Children killed in drug war are collateral damage says Philippines' Duterte

Philippines President Rodrigo Duterte says police can kill hundreds of civilians without criminal liability.

Innocent people and children killed in Philippines drug war are 'collateral damage', says Duterte
Philippines' President Rodrigo Duterte gestures while delivering a message before leaving for Brunei Reuters

Philippines President Rodrigo Duterte said innocent people and children who are killed in his drug war are "collateral damage" as police use automatic weapons when confronting criminals.

When Duterte was questioned by al-Jazeera about the minors caught up in the violence, he said all those cases would be investigated. Duterte added that the police can kill hundreds of civilians without criminal liability.

In order to explain the entire action, Duterte gave a hypothetical case of an officer using an M16 rifle when dealing with a "gangster" who wields a pistol.
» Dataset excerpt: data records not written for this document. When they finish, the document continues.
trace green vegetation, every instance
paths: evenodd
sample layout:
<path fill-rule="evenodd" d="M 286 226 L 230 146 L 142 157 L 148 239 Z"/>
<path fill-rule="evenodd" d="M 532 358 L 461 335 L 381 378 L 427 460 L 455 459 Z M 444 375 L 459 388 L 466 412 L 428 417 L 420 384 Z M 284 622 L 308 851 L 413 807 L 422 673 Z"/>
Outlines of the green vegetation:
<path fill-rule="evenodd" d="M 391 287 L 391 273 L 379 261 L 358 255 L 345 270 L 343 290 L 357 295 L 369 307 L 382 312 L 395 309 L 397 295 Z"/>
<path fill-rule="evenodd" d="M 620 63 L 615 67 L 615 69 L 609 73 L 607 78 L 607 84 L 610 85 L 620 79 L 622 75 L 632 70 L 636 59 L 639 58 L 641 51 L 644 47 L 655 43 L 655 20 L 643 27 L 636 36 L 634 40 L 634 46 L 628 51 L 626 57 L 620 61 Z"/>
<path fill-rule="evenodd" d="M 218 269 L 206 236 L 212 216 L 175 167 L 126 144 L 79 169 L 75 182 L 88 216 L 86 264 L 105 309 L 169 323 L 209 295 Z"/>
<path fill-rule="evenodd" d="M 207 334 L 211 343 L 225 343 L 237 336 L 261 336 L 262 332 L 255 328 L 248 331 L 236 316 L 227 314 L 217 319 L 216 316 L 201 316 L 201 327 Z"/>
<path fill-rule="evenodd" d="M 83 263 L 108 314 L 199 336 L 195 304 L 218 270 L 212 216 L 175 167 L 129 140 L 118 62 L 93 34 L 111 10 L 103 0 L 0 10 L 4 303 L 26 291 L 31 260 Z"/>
"When they meet, they exchange fire. With the policeman and the M16, it's one burst, brrr, and [he] hits 1,000 people there and they die," Duterte told al-Jazeera.

"It could not be negligence because you have to save your life. It could not be recklessness because you have to defend yourself," he added.

Duterte also compared the deaths of innocent people in the Philippines with those civilians who are killed during airstrikes on militants by US attacks in wars in Vietnam and Afghanistan.

He said: "When you bomb a village you intend to kill the militants but you kill the children there ... Why do you say it is collateral damage to the west and to us it is murder?"

Since Duterte won the election and took office on 30 June, the Philippine law enforcement and vigilante groups have killed more than 3,800 people as part of a campaign against drugs, which apparently will save the country.

Duterte's critics say the president allowed to develop an atmosphere of lawlessness that helped criminal groups to settle vendettas with impunity.

Reports say almost 1,500 of those who have died in police operations but most of the killings were carried out by armed groups. At times, those killings were publicly encouraged by Duterte.

Duterte also faced serious criticism from domestic rights organisations and foreign governments for his brutal crackdown but he chose to reject those.

"We have 3 million drug addicts and it's growing. So if we do not interdict this problem, the next generation will be having a serious problem," he said.

"You destroy my country, I'll kill you. And it's a legitimate thing. If you destroy our young children, I will kill you. That is a very correct statement. There is nothing wrong in trying to preserve the interest of the next generation."

Duterte further added: "In my country there is no law that says I cannot threaten criminals," he added. "I do not care what the human rights guys say. I have a duty to preserve the generation. If it involves human rights, I don't give a shit. I have to strike fear."